Correct Answer - Option 1 : 1.21 Ohms
Concept:
Base impedance is given by
\({Z_{base}} = \frac{{kV_{base}^2}}{{MV{A_{base}}}}\)
kVbase is base voltage rating
MVAbase is base MVA rating
Calculation:
Given that, base kV = 11 kV
Base MVA = 100 MVA
Base impedance, \({Z_{base}} = \frac{{{{11}^2}}}{{100}} = 1.21\;{\rm{\Omega }}\)
Important:
The relation between new per-unit value & old per unit value impedance
\({({Z_{pu}})_{new}}\; = {({Z_{pu}})_{old}} \times {\left( {\frac{{k{V_{base}}}}{{k{V_{new}}}}} \right)^2} \times \;\left( {\frac{{MV{A_{new}}}}{{MV{A_{old}}}}} \right)\)
Also \({Z_{pu}} = \frac{{{Z_{Actual}}}}{{{Z_{base}}}}\)

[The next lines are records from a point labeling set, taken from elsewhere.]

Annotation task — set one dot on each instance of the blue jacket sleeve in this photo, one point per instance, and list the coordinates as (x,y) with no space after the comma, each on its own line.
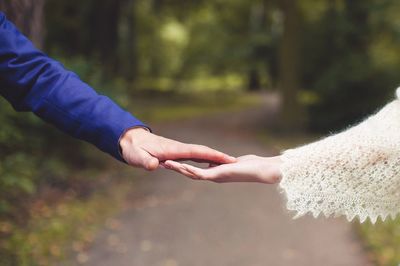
(31,81)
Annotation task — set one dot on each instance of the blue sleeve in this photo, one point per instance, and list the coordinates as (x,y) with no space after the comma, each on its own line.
(31,81)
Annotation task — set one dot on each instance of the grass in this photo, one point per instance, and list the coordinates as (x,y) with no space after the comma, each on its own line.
(67,228)
(64,229)
(382,241)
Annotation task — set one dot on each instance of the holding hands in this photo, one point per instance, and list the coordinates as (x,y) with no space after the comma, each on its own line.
(248,168)
(141,148)
(144,149)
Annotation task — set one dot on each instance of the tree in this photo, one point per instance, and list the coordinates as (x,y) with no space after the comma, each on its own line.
(27,15)
(292,113)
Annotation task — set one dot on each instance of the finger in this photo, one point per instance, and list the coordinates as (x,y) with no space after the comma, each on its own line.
(204,153)
(143,159)
(199,173)
(178,167)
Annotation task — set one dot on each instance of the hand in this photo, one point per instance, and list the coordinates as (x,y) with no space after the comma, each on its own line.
(142,148)
(248,168)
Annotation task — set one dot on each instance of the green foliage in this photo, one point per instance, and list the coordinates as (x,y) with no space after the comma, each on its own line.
(382,241)
(344,64)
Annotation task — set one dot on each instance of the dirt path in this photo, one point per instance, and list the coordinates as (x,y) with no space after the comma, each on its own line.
(173,221)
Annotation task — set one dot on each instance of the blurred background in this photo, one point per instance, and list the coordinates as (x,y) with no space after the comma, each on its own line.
(309,67)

\({Z_{base}} = \frac{{kV_{base}^2}}{{MV{A_{base}}}}\)
Where,
(Zpu)new = New per unit value of impedance
(Zpu)old = Old per unit value of impedance
kVbase = Old base value of voltage
kVnew = New base value of voltage
MVAnew = New base value of power
MVAold = Old base value of power